O projecto para a criação de um Website que vai permitir aos pesquisadores contribuírem, do ponto de vista do conhecimento das nossas colecções, bem como das diversidades culturais. Temos ainda o projecto sobre a elaboração e montagem de uma exposição etnográfica “Ritos de mu-lher”, assim como os que vão conferir novas abordagens das colecções etnográficas, que resulta de um workshop realizado pela embaixada alemã, em Julho. Temos também o projecto relacionado com as fichas pedagógicas, que ilustram conteúdos ligados à abordagem do nosso acervo, que poderá introduzir crianças. Os petizes, através de desenhos vão reproduzir peças em exposição, e no final premiaremos os melhores trabalhos.

O projecto “Ritos de mulher”, quando arranca?

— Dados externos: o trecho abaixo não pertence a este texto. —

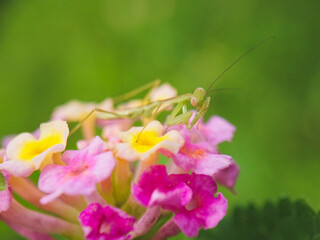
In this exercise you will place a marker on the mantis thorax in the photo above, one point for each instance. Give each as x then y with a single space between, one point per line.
198 97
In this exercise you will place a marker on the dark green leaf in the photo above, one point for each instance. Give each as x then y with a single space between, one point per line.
281 221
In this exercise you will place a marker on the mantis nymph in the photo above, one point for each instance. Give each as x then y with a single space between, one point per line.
199 99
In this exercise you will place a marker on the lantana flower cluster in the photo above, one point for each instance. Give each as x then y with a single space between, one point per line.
110 185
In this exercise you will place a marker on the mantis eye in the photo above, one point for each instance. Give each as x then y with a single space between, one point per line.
194 101
197 97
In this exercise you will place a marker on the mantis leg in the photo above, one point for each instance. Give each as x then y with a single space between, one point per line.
201 112
133 93
116 115
173 119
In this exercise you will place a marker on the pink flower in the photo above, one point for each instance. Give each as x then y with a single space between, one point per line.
200 154
105 223
217 130
190 197
142 142
85 168
27 153
5 192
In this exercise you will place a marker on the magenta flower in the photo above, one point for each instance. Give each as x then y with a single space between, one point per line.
156 188
200 153
105 223
85 168
228 176
190 197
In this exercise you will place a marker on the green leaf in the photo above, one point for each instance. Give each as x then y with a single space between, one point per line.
2 182
283 220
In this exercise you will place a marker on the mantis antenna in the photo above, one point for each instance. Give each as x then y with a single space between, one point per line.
238 59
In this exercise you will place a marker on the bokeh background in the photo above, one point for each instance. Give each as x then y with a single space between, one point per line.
55 51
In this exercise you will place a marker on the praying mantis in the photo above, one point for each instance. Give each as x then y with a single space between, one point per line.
180 114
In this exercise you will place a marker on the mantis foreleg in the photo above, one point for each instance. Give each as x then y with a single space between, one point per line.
117 115
201 112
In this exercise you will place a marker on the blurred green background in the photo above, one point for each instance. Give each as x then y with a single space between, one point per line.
54 51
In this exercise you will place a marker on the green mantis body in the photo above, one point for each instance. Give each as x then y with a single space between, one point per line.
179 115
151 110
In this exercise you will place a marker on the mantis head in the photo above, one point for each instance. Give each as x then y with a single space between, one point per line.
198 97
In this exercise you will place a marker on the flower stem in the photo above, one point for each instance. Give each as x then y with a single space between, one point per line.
170 229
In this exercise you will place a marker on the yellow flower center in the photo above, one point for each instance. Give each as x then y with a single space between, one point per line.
34 147
196 154
146 140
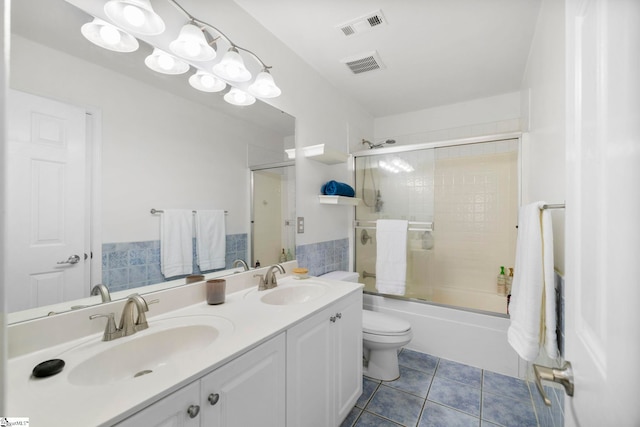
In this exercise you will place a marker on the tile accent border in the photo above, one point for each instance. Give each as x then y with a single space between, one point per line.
130 265
323 257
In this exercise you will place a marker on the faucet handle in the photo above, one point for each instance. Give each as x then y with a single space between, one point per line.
262 285
110 331
141 321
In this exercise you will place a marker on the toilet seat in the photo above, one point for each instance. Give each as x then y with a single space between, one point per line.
376 323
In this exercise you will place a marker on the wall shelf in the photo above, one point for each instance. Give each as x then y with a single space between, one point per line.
321 153
339 200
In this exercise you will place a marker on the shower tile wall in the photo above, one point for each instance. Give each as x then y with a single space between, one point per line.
470 192
132 264
324 257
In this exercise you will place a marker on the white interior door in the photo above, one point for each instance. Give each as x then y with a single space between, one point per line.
46 209
602 291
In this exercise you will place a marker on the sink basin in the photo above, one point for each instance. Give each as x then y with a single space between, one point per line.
165 342
293 294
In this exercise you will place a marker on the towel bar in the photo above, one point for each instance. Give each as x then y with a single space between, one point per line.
156 211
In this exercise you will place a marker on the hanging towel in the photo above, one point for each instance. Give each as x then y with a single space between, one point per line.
533 303
210 239
335 188
391 256
176 242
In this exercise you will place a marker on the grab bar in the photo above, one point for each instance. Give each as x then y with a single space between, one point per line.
365 275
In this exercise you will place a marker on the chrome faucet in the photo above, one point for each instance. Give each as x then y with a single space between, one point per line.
103 291
127 324
270 277
240 262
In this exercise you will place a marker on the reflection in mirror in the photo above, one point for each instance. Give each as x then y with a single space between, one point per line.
135 140
273 214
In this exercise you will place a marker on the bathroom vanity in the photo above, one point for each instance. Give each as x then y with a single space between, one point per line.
291 355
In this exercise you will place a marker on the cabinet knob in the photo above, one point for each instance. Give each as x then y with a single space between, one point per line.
213 398
193 411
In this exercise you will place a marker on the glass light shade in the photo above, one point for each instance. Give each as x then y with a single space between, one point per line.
136 16
192 45
232 68
206 82
264 86
164 63
239 97
108 36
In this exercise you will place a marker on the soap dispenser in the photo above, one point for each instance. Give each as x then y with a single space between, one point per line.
502 282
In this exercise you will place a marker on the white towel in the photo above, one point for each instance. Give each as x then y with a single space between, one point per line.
176 242
533 303
210 239
391 258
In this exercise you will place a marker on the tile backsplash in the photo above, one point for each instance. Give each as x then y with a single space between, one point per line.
129 265
323 257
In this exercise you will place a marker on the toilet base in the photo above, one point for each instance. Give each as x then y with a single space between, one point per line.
382 365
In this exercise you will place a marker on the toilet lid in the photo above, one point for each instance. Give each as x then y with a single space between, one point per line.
377 323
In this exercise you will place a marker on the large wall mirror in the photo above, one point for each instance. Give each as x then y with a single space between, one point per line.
146 141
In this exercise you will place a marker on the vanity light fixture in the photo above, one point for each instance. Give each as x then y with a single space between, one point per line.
264 86
136 16
192 45
195 44
206 82
232 67
164 63
109 36
239 97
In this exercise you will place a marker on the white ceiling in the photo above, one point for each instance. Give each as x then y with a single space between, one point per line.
436 52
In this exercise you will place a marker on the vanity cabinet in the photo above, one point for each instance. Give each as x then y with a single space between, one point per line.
248 391
324 365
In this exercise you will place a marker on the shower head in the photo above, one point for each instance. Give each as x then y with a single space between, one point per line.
372 145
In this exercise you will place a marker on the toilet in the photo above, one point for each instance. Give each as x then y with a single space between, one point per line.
382 337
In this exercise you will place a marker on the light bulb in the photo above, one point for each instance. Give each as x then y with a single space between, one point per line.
166 62
110 34
192 49
133 15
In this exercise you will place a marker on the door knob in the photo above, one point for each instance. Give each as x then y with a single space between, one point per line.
73 259
562 375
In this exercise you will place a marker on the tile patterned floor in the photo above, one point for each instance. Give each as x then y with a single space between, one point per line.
433 392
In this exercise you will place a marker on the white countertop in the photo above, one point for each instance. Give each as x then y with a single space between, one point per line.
55 401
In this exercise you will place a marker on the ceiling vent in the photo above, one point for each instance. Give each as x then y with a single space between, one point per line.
362 24
364 62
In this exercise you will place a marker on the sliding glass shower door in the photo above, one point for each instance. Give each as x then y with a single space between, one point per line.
461 203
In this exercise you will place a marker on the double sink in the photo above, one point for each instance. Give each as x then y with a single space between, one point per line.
171 340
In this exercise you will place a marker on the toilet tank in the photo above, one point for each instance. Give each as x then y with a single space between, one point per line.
345 276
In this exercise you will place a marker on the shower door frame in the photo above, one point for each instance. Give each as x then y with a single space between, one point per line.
523 147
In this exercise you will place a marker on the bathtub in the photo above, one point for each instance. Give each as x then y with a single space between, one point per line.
467 336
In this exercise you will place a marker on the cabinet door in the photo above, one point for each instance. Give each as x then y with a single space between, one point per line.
248 391
179 409
310 398
348 355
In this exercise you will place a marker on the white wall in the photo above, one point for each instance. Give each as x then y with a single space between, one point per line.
543 107
323 116
4 77
486 116
158 150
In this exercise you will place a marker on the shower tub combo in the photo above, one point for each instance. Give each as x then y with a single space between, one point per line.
461 201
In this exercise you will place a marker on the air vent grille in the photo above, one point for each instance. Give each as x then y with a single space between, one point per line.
362 63
362 24
348 30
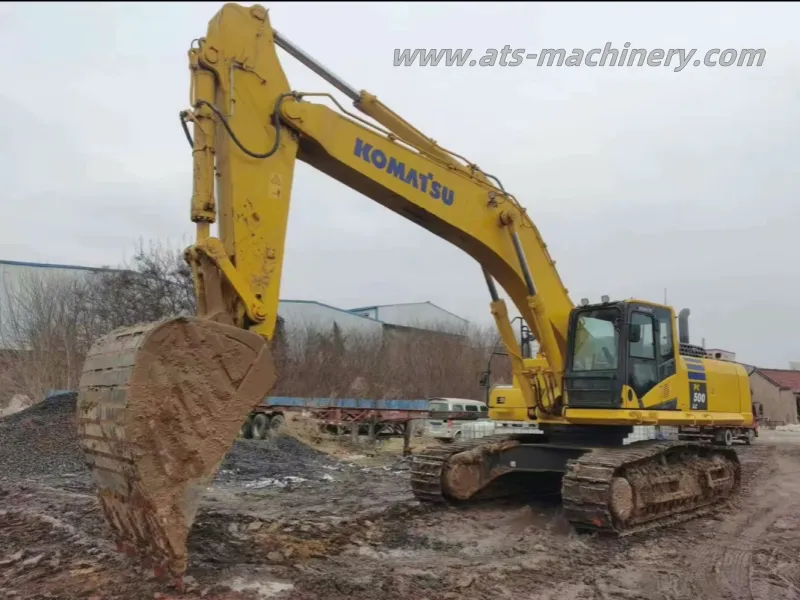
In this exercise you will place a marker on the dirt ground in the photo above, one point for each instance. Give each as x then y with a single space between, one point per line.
284 521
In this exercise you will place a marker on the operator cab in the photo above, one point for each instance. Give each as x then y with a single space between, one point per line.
612 344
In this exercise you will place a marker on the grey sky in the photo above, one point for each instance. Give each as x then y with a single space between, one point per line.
640 179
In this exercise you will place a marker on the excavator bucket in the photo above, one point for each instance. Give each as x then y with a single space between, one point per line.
159 407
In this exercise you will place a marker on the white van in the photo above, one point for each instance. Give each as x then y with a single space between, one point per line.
455 429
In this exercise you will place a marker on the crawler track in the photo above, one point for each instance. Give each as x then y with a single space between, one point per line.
651 484
620 490
426 468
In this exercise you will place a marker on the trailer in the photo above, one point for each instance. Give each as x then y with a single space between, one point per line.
721 435
375 418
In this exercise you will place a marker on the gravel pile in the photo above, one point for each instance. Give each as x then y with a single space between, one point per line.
41 442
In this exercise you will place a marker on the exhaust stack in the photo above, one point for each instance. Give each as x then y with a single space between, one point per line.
683 326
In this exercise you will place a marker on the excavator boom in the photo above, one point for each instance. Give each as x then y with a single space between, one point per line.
161 404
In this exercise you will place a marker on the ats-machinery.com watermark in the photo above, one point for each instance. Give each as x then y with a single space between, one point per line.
608 56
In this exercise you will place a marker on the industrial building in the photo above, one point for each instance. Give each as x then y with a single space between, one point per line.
776 395
297 316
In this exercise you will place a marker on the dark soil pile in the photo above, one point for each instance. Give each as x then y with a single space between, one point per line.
280 457
41 442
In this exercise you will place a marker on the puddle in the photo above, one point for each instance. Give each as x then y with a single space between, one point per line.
265 589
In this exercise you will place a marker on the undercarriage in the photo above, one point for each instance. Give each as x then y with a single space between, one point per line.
605 487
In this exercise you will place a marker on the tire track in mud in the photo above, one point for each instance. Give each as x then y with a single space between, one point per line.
725 563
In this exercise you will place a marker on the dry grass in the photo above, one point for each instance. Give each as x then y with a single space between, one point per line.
50 323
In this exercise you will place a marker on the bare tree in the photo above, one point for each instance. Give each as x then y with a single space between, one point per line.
49 323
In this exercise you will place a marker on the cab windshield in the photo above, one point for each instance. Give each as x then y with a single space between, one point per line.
596 346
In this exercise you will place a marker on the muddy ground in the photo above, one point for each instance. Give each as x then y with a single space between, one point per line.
284 521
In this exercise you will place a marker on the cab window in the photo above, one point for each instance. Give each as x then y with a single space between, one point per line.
643 364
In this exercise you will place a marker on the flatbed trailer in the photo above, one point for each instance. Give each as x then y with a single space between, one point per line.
374 418
720 435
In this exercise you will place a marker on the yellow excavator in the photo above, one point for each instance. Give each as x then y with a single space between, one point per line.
161 404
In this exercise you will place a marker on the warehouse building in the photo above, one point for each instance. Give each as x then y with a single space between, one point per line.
298 317
776 395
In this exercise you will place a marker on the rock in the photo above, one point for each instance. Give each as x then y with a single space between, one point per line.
32 561
17 556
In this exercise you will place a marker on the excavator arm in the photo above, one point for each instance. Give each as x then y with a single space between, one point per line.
160 404
247 118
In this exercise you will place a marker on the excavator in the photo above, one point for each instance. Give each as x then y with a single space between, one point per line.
161 404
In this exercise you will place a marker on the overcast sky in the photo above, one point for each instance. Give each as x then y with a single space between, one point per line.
639 178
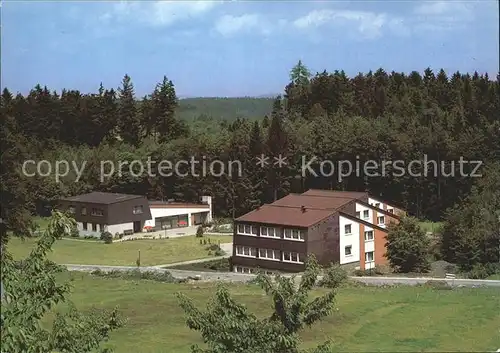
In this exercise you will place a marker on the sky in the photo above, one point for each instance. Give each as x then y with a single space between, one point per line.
237 48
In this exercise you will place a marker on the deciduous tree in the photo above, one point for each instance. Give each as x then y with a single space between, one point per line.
228 326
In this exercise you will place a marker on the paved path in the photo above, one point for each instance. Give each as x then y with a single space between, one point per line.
193 261
170 233
239 277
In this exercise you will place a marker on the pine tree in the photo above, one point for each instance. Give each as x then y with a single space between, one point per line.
300 74
164 105
128 121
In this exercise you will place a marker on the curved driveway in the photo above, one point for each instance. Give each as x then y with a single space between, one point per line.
239 277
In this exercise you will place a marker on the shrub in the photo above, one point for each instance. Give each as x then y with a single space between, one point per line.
382 269
408 246
219 252
165 276
334 276
480 271
438 285
213 247
107 237
75 233
364 273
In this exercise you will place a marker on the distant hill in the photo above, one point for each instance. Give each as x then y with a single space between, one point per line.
225 108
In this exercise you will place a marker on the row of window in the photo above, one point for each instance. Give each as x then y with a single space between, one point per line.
269 254
369 256
83 211
348 227
100 212
366 215
271 232
243 269
94 227
368 233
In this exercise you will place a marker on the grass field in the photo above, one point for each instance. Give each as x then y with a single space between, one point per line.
402 319
153 252
430 226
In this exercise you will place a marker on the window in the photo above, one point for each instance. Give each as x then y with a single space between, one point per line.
369 256
247 229
293 234
269 232
291 257
246 251
269 254
97 212
241 269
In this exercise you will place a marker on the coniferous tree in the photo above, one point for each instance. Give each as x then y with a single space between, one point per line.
129 127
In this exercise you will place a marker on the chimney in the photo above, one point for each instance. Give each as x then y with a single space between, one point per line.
208 200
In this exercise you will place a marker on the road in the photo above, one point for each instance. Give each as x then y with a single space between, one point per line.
239 277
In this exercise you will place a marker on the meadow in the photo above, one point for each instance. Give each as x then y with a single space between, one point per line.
367 319
92 252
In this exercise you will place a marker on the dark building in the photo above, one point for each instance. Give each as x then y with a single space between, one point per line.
343 227
107 212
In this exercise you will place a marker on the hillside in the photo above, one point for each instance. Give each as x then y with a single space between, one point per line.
224 108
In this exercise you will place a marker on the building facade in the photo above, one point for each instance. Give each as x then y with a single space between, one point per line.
344 227
120 214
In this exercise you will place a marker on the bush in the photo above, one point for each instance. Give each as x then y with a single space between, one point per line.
365 273
219 252
165 277
480 271
213 247
438 285
107 237
75 233
334 276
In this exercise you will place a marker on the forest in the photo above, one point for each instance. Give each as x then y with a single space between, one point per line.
372 116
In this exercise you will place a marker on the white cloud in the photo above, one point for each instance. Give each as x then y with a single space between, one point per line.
368 24
439 8
443 15
229 25
158 13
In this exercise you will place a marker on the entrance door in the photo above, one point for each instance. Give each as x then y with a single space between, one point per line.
137 226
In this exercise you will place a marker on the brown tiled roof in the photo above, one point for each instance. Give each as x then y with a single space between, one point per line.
292 216
105 198
368 224
334 194
298 200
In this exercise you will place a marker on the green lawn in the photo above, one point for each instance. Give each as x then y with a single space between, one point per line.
369 319
153 252
430 226
42 222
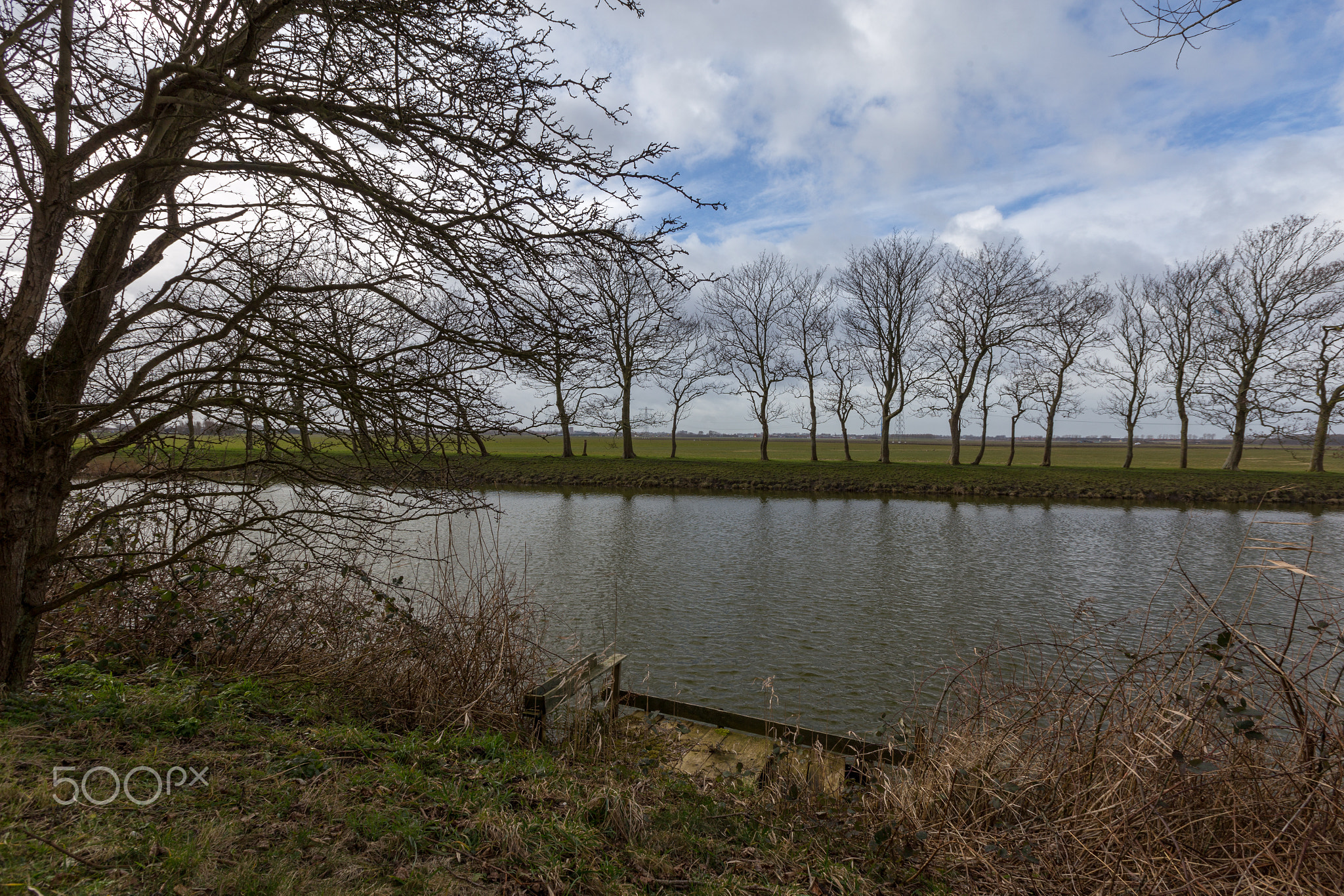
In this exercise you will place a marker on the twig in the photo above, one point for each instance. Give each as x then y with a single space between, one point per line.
62 849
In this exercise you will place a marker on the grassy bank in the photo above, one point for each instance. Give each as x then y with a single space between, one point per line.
1087 455
908 479
305 798
356 746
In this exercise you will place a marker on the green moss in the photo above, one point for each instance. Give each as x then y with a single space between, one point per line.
304 798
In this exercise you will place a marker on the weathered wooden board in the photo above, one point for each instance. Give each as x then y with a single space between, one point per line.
773 730
555 691
732 755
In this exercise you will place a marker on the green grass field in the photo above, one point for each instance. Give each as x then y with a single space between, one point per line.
1081 470
1159 457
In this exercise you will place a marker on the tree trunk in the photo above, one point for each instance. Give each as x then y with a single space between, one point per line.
1050 421
812 407
885 452
765 428
1185 418
564 415
34 485
1323 425
955 425
984 438
305 437
1234 456
627 436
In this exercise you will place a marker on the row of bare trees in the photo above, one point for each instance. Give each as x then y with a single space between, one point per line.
300 222
1248 339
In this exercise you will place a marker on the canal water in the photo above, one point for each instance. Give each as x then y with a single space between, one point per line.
836 607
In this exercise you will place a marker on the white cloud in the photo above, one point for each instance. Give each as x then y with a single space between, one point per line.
827 123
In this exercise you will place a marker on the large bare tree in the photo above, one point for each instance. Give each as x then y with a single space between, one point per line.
1183 306
1131 367
690 370
637 304
163 163
749 310
1020 393
889 287
809 328
843 378
986 301
1278 281
1309 383
1069 329
559 354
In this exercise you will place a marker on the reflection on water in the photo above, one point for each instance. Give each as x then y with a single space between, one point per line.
845 601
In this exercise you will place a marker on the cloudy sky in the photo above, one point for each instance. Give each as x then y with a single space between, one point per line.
823 124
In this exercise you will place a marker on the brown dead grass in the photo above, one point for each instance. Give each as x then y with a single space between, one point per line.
1206 760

Está previsto para 2019 e pretendemos realizar no mês de Março, dedicado à mulher. Antes da sua implementação vamos fazer um estudo, uma pesquisa sobre as colecções que farão parte desta exposição. As peças expostas serão relacionadas com a mulher, desde a fase da concepção do bebé, iniciação feminina, que ainda é usada por alguns grupos etno-linguísticos. Serão peças de aspectos antropológicos, ligadas à vida da mulher. A amostra será de caracter anual. Trata-se de uma exposição itinerante, com início no nosso museu e passará em todas as províncias do país.

O Museu

O Museu Nacional de Antropologia localiza-se no nos Coqueiros, na cidade de Luanda. Fundado a 13 de Novembro de 1976, foi a primeira instituição museológica criada após a Independência de Angola, ocorrida um ano antes. Esta instituição de carácter científico, cultural e educativo está vocacionada para a recolha, investigação, conservação, valorização e divulgação do património cultural angolano. O museu é composto por 14 salas distribuídas por dois andares que abrigam peças tradicionais, designadamente utensílios agrícolas, de caça e pesca, fundição do ferro, instrumentos musicais, jóias, peças de pano feitos de casca de árvore e fotografias dos povos khoisan. O seu acervo está ainda composto por diversos instrumentos musicais tradicionais como a marimba. A grande atracção do museu é a sala das máscaras, que apresenta os símbolos dos rituais dos povos bantu.